Se l’Italia è il Paese
dove tutto è possibile

di Pierluigi Saurgnani

Lo stillicidio di furti nelle zone più isolate della città e della provincia (in Maresana come a Villongo, per fare solo i due più eclatanti esempi) sta raggiungendo livelli allarmanti, tanto da diffondere tra i residenti un senso di rassegnata impotenza oltre che di ansiosa insicurezza.

Lo stillicidio di furti nelle zone più isolate della città e della provincia (in Maresana come a Villongo, per fare solo i due più eclatanti esempi) sta raggiungendo livelli allarmanti, tanto da diffondere tra i residenti un senso di rassegnata impotenza oltre che di ansiosa insicurezza.
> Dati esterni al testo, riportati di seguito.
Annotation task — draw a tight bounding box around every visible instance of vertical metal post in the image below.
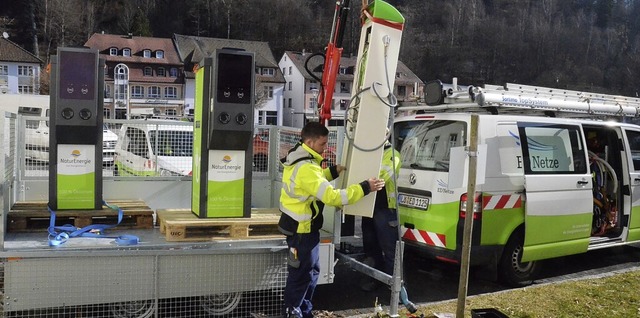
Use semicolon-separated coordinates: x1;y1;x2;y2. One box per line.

Come pensarla diversamente, del resto, se i furti in Maresana sono addirittura avvenuti a poche decine di metri da un sopralluogo di carabinieri e vigilantes? Ma allora i bergamaschi devono rassegnarsi a vedere impunemente violate le loro case? Certo che no.
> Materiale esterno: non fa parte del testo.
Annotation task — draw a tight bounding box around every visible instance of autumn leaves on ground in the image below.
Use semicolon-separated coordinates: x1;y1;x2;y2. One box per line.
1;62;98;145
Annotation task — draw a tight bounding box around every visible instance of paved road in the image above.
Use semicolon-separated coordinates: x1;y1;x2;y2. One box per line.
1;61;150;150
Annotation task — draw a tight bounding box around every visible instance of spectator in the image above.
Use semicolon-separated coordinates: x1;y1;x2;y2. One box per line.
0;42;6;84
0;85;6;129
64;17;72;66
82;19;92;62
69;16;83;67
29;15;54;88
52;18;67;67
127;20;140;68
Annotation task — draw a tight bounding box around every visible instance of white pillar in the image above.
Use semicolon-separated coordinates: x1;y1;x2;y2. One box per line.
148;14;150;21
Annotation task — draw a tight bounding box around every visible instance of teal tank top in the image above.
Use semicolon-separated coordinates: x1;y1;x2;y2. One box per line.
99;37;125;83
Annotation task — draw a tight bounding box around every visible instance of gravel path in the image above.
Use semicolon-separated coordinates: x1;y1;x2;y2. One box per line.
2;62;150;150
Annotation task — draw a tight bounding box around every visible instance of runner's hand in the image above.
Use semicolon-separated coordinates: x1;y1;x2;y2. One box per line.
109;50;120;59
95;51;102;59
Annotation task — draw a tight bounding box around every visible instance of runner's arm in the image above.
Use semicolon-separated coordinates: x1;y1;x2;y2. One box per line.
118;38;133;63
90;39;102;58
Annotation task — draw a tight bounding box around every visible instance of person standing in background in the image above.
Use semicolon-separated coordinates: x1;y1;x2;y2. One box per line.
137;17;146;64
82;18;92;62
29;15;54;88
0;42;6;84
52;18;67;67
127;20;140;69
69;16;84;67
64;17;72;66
Ma le nostre tante (e forse poco coordinate fra loro) polizie sono chiamate a un più efficace utilizzo e a una più efficiente riorganizzazione delle loro forze, poche o tante che siano: il tormentone della cronica carenza di personale di polizia nella nostra provincia è vecchio di trent’anni - e neppure un ministro dell’Interno leghista è riuscito a modificare una poco equilibrata distribuzione di agenti in ambito nazionale – e, in ogni caso, non può giustificare un’azione sul territorio non del tutto incisiva. Soprattutto oggi, quando l’immagine di una provincia tranquilla e poco toccata dalla delinquenza è solo un pallido ricordo.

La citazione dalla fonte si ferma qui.